Struggling to become a mom and losing my mom are 2 different strands of grief, but they are a tangled mess, tying themselves onto one another. If I pull long enough on one strand I will always come to the messy intersection of the other. I’ve never tried to untangle the mess, but I’ve often tried to ignore it, or suppress it.
Which is where my desire for that fast forward button comes from. I want to skip the holidays and skip the crying. But it doesn’t work that way. You can’t avoid an entire month, and December is never without tears.
There is a unique tension in living life after or during loss that not everyone understands or appreciates. You can move forward with joy and expectation, all the while carrying the pain and loss with you.
You can ache for something long hoped for, and yet be content with the current state of your life.
You can live with the tension of seemingly opposing realities.
As humans, our lives are not linear, nor are they one dimensional and uncomplicated. If you ever look at someone’s life and see an absence of problems, you’re not looking close enough.

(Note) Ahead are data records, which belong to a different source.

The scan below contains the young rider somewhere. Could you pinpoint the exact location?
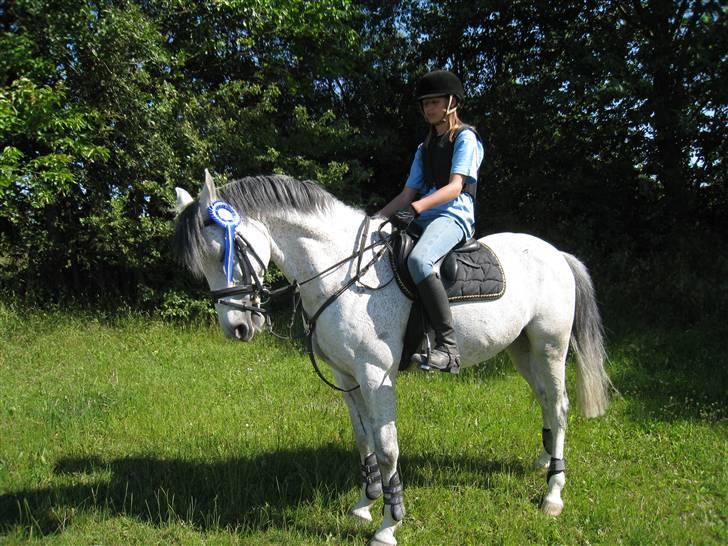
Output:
[379,70,483,371]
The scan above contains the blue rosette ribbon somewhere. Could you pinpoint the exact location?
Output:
[207,201,240,284]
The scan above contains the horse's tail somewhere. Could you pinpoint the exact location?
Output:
[563,252,611,417]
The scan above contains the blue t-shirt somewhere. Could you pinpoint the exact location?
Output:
[405,131,484,238]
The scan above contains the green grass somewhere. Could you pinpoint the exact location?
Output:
[0,305,728,545]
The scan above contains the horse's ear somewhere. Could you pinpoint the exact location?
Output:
[200,169,217,208]
[174,188,193,214]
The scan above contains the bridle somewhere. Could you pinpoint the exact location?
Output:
[203,205,394,393]
[203,218,278,320]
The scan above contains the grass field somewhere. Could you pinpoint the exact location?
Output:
[0,305,728,545]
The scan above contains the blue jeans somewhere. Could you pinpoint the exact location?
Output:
[407,216,465,284]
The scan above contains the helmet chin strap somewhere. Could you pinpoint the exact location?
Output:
[445,95,458,116]
[440,95,458,123]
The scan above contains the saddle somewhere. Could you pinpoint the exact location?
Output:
[389,226,506,302]
[389,225,506,370]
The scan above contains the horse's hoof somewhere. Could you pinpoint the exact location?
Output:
[367,537,397,546]
[367,527,397,546]
[541,499,564,517]
[349,508,372,523]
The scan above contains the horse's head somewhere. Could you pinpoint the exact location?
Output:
[174,171,271,341]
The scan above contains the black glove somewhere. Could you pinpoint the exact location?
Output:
[389,205,420,229]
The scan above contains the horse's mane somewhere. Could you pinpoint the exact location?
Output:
[172,175,338,277]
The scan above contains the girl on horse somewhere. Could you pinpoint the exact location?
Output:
[378,70,483,371]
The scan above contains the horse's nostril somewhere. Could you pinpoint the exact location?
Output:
[235,324,252,341]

And maybe that’s the real reason I hate the holidays. No one is looking close enough.
It is a season where as a culture, we want people to look at our lives. But not so close they can see the mess and pain.
We urge each other to post perfect pictures of Christmas trees and color coordinated décor.
We’re expected to only look at those around the table with gratitude and excitement and ignore those who are very much missing.
We pretend that we can wrap our lives in festive coverings and only live in the magical twinkling lights of the season and ignore the dimness that also comes with the night.
My brain and my soul are like one of those balls of lights that are tangled up. Each part of the strand is touching the other. Some lights are shining bright and bring giddy expectation, but even these lights illuminate the bulbs that have dimmed or gone out and remind me of the things that are missing or broken.
I’m ok with living in the in between. I’m ok with living a life full of And. Grief and Hope. Longing and Contentedness. Healing and Pain.
The holidays seem to want to dismiss the Ands. But I want to embrace them.
I guess that makes me a grinch.
What about you? Are you sad the holidays are over? Or are you like me, a holiday hater, relieved to finally find yourself comfortably in January?